The Home Edit's Clea and Joanna's families spend a lot of time together

Since starting their booming business, Clea Shearer and Joanna Teplin have quickly become closer than ever. "We have more bank accounts together than we do with our husbands," Clea Shearer even laughed to 92nd Street Y. From long workdays to traveling all over the country to meet with clients, they spend a ton of time together. Yet, the two always turn to hanging out with each other during their personal time, too.

Even when they're traveling for work, they opt to share a hotel room so they can stay up all night talking. And when they fly home, their friendship definitely doesn't end. In fact, their families spend every single New Year's Eve together, they told Garden & Gun. "We don't get sick of each other, which is the bizarre piece of it all," Teplin told 92nd Street Y. "We land after, like, six weeks together, and we're like, 'So want to go to dinner?'"

Clea and Joanna of The Home Edit helped design the 2021 Barbie Dreamhouse

This extremely organized duo has had their fair share of celebrity clients, and they've fangirled over many of them, too. When Clea Shearer and Joanna Teplin were worked at Gwyneth Paltrow's house, "we screamed in her face and jumped up and down," Clea Shearer admitted to 92nd Street Y. Yet, they had an even more famous client come to them in 2021 — Barbie, herself.

The toy company Mattel wanted their iconic doll's Dreamhouse to be even more amazing than before, so they partnered with the most organized perfectionists ever to help them design it. Mattel made Barbie dolls of the two of them, too, and they even included Teplin's recognizable headband. Talk about #goals. "Our kids officially think we are the coolest moms," they later wrote on their website.

While they aren't available to the public, Barbie's 2021 Dreamhouse is available — and it seems that's where you'll find these limited edition dolls, too. "Please forward all mail to our new Barbie Dreamhouse," they wrote. "Please and thank you."

This is Clea and Joanna's favorite room of the house to organize

Out of all the rooms in your home that The Home Edit team can help organize, these co-creators absolutely have a favorite — and it may not be the space you'd assume. "Pantries," Joanna Teplin and Clea Shearer admitted without any hesitation to 92nd Street Y.

To many of us sitting at home, organizing our pantry seems like an unsettling undertaking — and for good reason. Even these professional organizers say it's the hardest space to tackle and recommend that no one ever start there if they decide to rearrange their home. However, this specific space — which the team even terms the "black diamond of organizing" — gets them super excited. "It's so fun," Shearer said. "I mean, we're weird."

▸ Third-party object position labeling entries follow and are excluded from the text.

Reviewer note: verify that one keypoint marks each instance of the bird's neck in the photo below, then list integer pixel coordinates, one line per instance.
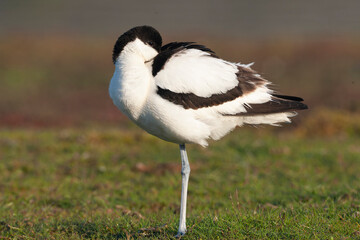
(131, 84)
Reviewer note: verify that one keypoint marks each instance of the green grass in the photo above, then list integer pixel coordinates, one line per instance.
(107, 183)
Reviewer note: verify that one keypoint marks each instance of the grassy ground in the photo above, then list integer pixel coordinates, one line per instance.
(109, 183)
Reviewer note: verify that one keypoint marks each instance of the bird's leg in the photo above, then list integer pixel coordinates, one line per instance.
(185, 173)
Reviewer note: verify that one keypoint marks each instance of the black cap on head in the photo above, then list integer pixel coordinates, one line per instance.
(147, 34)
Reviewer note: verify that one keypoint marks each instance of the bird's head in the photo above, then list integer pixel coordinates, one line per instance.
(144, 41)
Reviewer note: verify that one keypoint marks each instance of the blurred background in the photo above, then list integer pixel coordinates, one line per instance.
(55, 56)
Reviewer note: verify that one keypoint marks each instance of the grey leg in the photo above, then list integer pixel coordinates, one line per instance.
(185, 173)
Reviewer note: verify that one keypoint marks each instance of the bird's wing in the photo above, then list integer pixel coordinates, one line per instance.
(193, 76)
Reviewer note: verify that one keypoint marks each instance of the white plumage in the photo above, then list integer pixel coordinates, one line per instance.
(183, 93)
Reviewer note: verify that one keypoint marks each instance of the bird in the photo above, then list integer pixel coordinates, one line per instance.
(183, 93)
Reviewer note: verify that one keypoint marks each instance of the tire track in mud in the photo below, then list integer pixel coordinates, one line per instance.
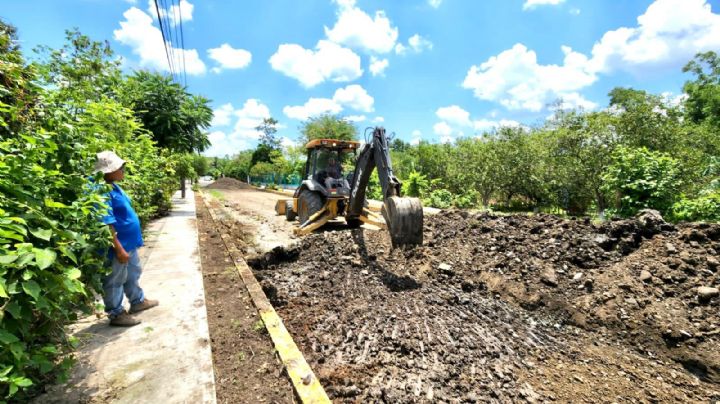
(375, 333)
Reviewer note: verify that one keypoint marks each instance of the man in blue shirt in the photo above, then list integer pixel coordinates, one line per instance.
(123, 256)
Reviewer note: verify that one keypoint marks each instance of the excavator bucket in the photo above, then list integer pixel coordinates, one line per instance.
(404, 218)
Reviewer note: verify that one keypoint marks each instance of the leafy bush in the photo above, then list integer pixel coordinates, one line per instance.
(639, 179)
(416, 185)
(52, 242)
(467, 200)
(703, 208)
(439, 198)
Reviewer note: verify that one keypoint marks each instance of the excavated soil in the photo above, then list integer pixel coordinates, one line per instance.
(246, 367)
(506, 308)
(228, 183)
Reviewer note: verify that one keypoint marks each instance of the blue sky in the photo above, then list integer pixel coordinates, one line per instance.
(425, 69)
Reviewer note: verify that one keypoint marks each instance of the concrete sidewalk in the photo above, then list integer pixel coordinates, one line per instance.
(167, 357)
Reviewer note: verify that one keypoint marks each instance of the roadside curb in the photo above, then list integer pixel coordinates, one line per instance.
(304, 381)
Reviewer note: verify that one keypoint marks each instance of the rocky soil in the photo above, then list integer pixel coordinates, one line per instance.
(507, 308)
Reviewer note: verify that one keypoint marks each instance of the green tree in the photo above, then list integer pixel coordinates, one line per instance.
(645, 120)
(268, 128)
(641, 178)
(176, 118)
(328, 127)
(81, 70)
(703, 102)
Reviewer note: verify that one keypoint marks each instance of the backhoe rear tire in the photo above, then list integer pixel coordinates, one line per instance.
(309, 203)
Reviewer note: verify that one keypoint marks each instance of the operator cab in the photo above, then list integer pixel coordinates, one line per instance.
(330, 164)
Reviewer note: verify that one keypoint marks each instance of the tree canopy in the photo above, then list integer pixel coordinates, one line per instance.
(328, 127)
(176, 118)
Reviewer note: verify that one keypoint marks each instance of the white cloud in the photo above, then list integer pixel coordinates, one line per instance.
(669, 33)
(329, 61)
(312, 108)
(515, 79)
(355, 118)
(185, 10)
(221, 116)
(138, 32)
(442, 129)
(378, 66)
(243, 134)
(455, 119)
(416, 44)
(487, 125)
(355, 97)
(225, 144)
(416, 137)
(454, 115)
(356, 29)
(229, 57)
(530, 4)
(249, 117)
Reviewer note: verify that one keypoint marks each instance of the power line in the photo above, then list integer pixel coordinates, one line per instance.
(162, 31)
(168, 34)
(182, 42)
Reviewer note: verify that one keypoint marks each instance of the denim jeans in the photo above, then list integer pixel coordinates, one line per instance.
(123, 279)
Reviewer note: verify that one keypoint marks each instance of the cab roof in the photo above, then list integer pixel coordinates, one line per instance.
(332, 144)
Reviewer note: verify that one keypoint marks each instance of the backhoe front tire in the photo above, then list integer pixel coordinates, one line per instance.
(353, 223)
(290, 214)
(309, 203)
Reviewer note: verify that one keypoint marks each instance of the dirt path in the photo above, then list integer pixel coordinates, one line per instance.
(246, 367)
(499, 308)
(255, 211)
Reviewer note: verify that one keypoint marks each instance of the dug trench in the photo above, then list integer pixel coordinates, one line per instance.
(245, 365)
(506, 308)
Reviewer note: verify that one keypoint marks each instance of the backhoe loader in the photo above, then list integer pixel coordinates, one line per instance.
(326, 194)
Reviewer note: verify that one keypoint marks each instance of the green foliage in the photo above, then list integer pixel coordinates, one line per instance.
(54, 117)
(640, 178)
(262, 154)
(200, 164)
(262, 169)
(268, 129)
(415, 185)
(184, 166)
(439, 198)
(328, 127)
(466, 200)
(703, 103)
(703, 208)
(176, 118)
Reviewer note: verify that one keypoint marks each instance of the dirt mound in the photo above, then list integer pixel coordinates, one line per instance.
(508, 308)
(228, 183)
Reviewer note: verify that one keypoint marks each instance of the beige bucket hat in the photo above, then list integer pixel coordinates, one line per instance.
(108, 162)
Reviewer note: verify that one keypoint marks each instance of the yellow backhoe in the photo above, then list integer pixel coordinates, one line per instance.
(326, 193)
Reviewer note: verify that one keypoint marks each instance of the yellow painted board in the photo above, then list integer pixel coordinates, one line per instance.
(306, 384)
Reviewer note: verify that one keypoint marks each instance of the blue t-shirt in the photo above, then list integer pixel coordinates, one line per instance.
(122, 216)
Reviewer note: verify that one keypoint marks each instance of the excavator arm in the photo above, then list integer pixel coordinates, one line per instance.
(403, 216)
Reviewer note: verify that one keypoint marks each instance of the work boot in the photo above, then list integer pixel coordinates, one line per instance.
(124, 319)
(144, 305)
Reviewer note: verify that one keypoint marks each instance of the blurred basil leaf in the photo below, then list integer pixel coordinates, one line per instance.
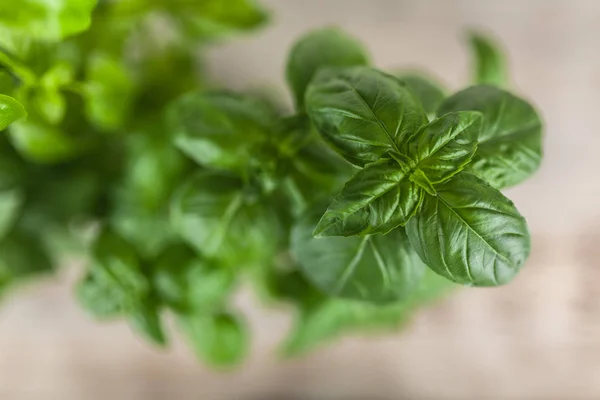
(221, 340)
(427, 90)
(42, 143)
(11, 201)
(150, 172)
(189, 284)
(213, 212)
(220, 130)
(47, 20)
(146, 319)
(108, 91)
(203, 18)
(375, 268)
(328, 47)
(489, 64)
(117, 266)
(10, 111)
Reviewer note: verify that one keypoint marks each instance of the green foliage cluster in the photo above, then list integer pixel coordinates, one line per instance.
(362, 205)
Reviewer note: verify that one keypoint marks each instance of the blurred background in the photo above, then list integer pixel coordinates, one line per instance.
(537, 338)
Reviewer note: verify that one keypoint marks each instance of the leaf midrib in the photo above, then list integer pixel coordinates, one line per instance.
(496, 252)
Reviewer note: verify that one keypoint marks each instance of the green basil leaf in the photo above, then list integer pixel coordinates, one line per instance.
(445, 146)
(57, 76)
(98, 298)
(470, 233)
(108, 91)
(11, 202)
(510, 143)
(10, 111)
(42, 143)
(50, 104)
(362, 113)
(428, 91)
(220, 130)
(329, 47)
(316, 172)
(322, 319)
(23, 255)
(221, 340)
(151, 170)
(489, 64)
(47, 20)
(116, 264)
(149, 231)
(377, 199)
(188, 284)
(206, 18)
(212, 213)
(145, 319)
(375, 268)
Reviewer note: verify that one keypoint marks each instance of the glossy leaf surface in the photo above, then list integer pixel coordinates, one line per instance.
(375, 268)
(363, 113)
(510, 143)
(470, 233)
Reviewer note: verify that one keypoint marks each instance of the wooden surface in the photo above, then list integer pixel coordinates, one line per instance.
(538, 338)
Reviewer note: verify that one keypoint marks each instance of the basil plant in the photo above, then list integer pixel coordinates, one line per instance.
(377, 194)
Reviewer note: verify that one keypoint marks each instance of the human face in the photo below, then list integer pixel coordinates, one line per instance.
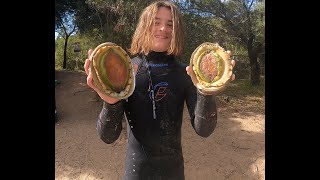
(161, 30)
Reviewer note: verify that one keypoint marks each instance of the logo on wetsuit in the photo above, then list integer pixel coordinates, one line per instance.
(160, 90)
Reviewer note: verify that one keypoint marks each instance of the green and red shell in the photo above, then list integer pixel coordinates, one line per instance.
(210, 68)
(112, 70)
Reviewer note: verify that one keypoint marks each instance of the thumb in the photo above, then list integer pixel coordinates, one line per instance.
(89, 52)
(135, 67)
(188, 70)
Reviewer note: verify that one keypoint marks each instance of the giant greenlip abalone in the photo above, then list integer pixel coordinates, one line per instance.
(210, 68)
(112, 70)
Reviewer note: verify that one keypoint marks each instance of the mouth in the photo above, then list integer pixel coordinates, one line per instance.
(161, 37)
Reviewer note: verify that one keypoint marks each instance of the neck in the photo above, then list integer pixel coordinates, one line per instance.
(159, 57)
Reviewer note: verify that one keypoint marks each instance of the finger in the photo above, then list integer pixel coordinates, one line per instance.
(90, 81)
(233, 63)
(86, 66)
(188, 70)
(233, 77)
(135, 68)
(89, 52)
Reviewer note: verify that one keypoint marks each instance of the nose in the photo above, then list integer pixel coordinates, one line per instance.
(163, 27)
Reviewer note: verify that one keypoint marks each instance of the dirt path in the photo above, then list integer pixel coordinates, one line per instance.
(236, 149)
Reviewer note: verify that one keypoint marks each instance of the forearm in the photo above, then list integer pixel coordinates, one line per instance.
(109, 123)
(205, 115)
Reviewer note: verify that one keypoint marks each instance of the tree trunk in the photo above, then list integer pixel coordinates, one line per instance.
(255, 68)
(65, 52)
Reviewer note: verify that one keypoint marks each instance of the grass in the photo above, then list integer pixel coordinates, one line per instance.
(243, 87)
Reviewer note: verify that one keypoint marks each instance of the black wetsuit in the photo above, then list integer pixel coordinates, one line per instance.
(154, 142)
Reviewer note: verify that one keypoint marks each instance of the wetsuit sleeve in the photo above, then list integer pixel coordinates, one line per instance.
(202, 110)
(109, 123)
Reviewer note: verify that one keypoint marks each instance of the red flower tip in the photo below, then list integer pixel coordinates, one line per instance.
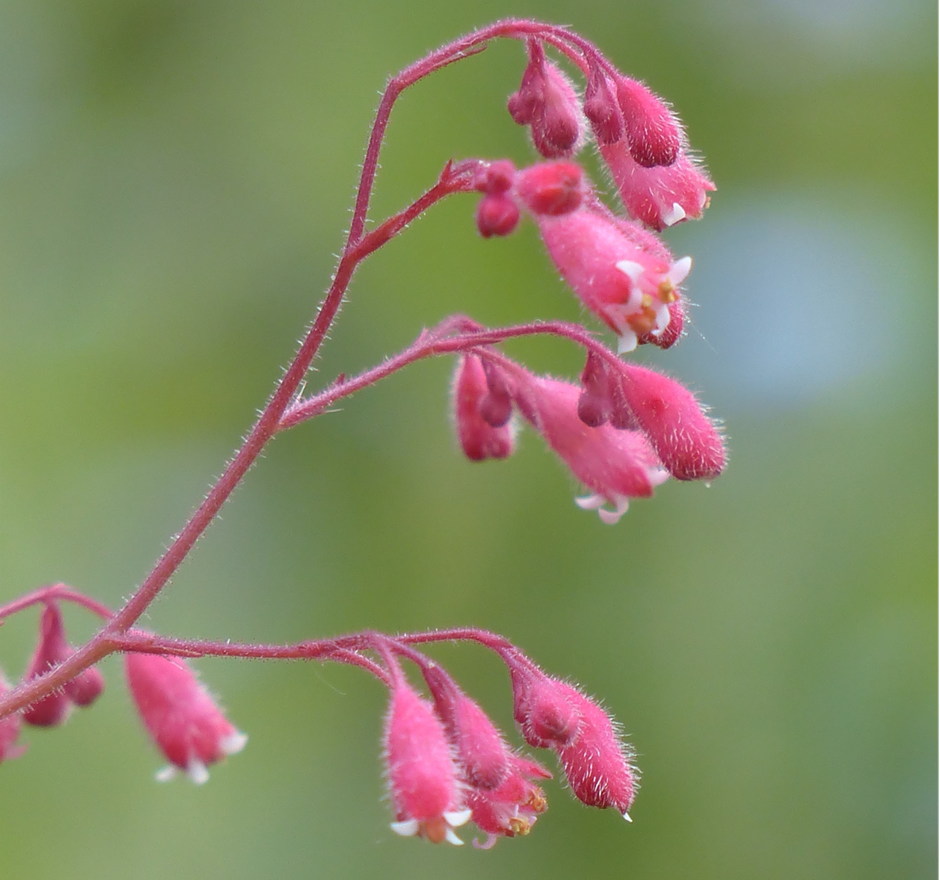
(685, 439)
(422, 775)
(475, 410)
(511, 809)
(653, 133)
(183, 720)
(598, 764)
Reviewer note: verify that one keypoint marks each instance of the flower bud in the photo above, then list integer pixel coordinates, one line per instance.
(652, 131)
(550, 188)
(497, 214)
(479, 439)
(184, 721)
(422, 777)
(602, 110)
(598, 764)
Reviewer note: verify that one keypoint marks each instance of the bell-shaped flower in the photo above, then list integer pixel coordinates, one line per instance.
(510, 810)
(623, 274)
(181, 717)
(481, 415)
(615, 465)
(660, 196)
(422, 775)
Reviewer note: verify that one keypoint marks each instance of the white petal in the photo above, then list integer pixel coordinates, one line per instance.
(674, 215)
(197, 772)
(233, 743)
(634, 271)
(165, 774)
(407, 828)
(679, 271)
(457, 818)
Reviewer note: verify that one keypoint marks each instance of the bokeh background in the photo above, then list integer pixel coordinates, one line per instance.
(175, 180)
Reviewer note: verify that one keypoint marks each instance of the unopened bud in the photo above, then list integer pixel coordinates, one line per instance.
(653, 134)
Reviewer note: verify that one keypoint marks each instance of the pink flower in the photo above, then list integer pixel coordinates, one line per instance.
(183, 720)
(616, 465)
(422, 776)
(9, 729)
(52, 650)
(660, 196)
(622, 273)
(511, 809)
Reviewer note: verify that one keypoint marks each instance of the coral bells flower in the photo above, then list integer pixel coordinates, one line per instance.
(660, 196)
(686, 441)
(511, 809)
(51, 650)
(473, 403)
(184, 721)
(616, 465)
(9, 729)
(422, 776)
(623, 274)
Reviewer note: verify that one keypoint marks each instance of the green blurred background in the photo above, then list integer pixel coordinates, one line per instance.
(175, 180)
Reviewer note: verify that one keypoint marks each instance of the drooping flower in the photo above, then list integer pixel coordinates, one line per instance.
(659, 196)
(422, 775)
(510, 810)
(616, 465)
(9, 729)
(481, 414)
(53, 649)
(620, 272)
(548, 103)
(181, 717)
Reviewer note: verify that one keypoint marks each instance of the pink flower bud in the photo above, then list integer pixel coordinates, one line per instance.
(497, 214)
(481, 752)
(615, 464)
(422, 776)
(652, 131)
(686, 441)
(598, 764)
(602, 110)
(622, 275)
(478, 438)
(550, 188)
(183, 720)
(548, 103)
(662, 196)
(51, 650)
(511, 809)
(544, 712)
(9, 729)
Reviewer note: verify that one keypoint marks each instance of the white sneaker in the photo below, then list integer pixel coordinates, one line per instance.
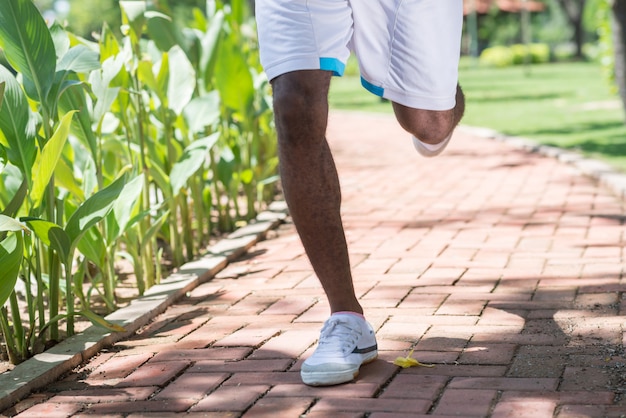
(346, 342)
(430, 150)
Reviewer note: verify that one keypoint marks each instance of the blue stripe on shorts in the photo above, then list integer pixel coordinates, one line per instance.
(332, 64)
(377, 90)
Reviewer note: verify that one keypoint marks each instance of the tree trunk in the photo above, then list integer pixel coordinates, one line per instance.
(618, 23)
(574, 11)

Of course, perfecting a pantry comes with a lot of added perks. Who wouldn't want to spend their workday surrounded by snacks?

Organizing saves Clea and Joanna's sanity

The sheer thought of having to organize our homes can make many of us immediately stress out. However, organizing is Clea Shearer and Joanna Teplin's way of staying sane and even "lighter on your feet from the moment you wake up, honestly," Shearer told Wardrobe Icons. "An [organized] space is an [organized] head, they're really related." And it all makes sense. Multiple scientific studies have even proved this to be true.

Organizing not only helps improve this pair's mood, but it also has a huge effect on the homeowners they work with. "One of the things we often hear from our clients, is how calm they feel when everything's put away," Teplin told Create & Cultivate. "Organization can help save time, money, and ultimately, your sanity."

Between their TV show, bestselling books, product lines, and entirely relatable Instagram account, it has us all wanting to rearrange our closets — until we were warned by these pros. "Don't start with the closet," Shearer told Elite Daily, explaining that it can be overwhelming to anyone entering the world of organization. Instead, it's better to start small — so, for now, we'll be celebrating the victory of an extremely tidy kitchen drawer. It's the little things in life.